Isotope analysis of fish eggs
Illegal or counterfeit caviar is far from a new problem, though Jahrl’s study, published Nov. 20 in the journal Current Biology, marks the first academic attempt to track it using a forensic technique known as isotope analysis. Combined with standard genetic testing, this allowed the team to extract enough data from samples to determine information like the geographical area where the eggs originated or the diet of the fish they came from, rather than simply whether or not it came from sturgeon.
This level of detail is critical to assessing the legality of sturgeon products, since it is illegal to harvest eggs from sturgeon caught in the wild.

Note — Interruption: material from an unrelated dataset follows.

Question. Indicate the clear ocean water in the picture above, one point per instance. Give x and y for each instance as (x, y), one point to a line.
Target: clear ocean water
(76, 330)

International caviar trade has been governed by the Convention on International Trade in Endangered Species (CITES) since 1998, when an agreement now signed by 181 countries was drafted to put an end to the unsustainable wild sturgeon fishing industry. Under CITES, caviar now can only be legitimately produced by farming operations, an attempt to protect the remnants of a now-decimated wild sturgeon population. In the Caspian and Black Seas, where four of the most desired and endangered sturgeon species still roam—including the Beluga sturgeon, whose eggs are considered a preeminent delicacy—sturgeon fishing is entirely prohibited. The U.S. has prohibited the import of caviar from this region since 2005. Today, the only legal way to acquire beluga caviar in the U.S. is to buy it for $830 an ounce from a solitary farm in Florida.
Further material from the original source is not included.